In 2011, more Americans connected to the Internet than ever before, although differences continued to exist between those with use and those without. Just as with differences in use, variation in the ways that people were connecting online and the frequency of their use remained prevalent as well.
This report provides household and individual level analysis of computer usage and Internet use. The findings are based on data collected in a July 2011 supplement to the Current Population Survey (CPS), which includes questions about computer ownership, Internet use both inside and outside the home, and the additional devices that people use to go online. The U.S. Census Bureau has asked questions in the CPS about computer use since 1984 and Internet use since 1997. This narrative report is complemented by a detailed table package that allows users to explore the data in more detail.
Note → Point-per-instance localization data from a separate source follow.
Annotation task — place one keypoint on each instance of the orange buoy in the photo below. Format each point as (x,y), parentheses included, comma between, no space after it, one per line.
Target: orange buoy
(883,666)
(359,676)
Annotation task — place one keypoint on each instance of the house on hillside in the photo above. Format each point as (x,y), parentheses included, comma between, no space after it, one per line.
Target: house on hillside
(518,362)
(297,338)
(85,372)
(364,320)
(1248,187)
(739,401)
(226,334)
In 2011, household respondents were asked how many computers were present in their home. Respondents were also asked whether anyone in their household used the Internet from that home. Later in the survey, respondents were asked about the individual Internet activities of all members of the household, including whether they accessed the Internet, where that use took place, and what types of devices they used. Over time, the Census Bureau has changed the wording of many questions in the Computer and Internet Use Supplement. Appendix Table A presents a summary of these changes.
This report begins with a summary of computer and Internet use in American households since 1984, while the second part addresses use specifically in 2011. The final section presents a new “Connectivity Continuum” designed to show variations across an all-inclusive scale of personal technology adoption in the general public.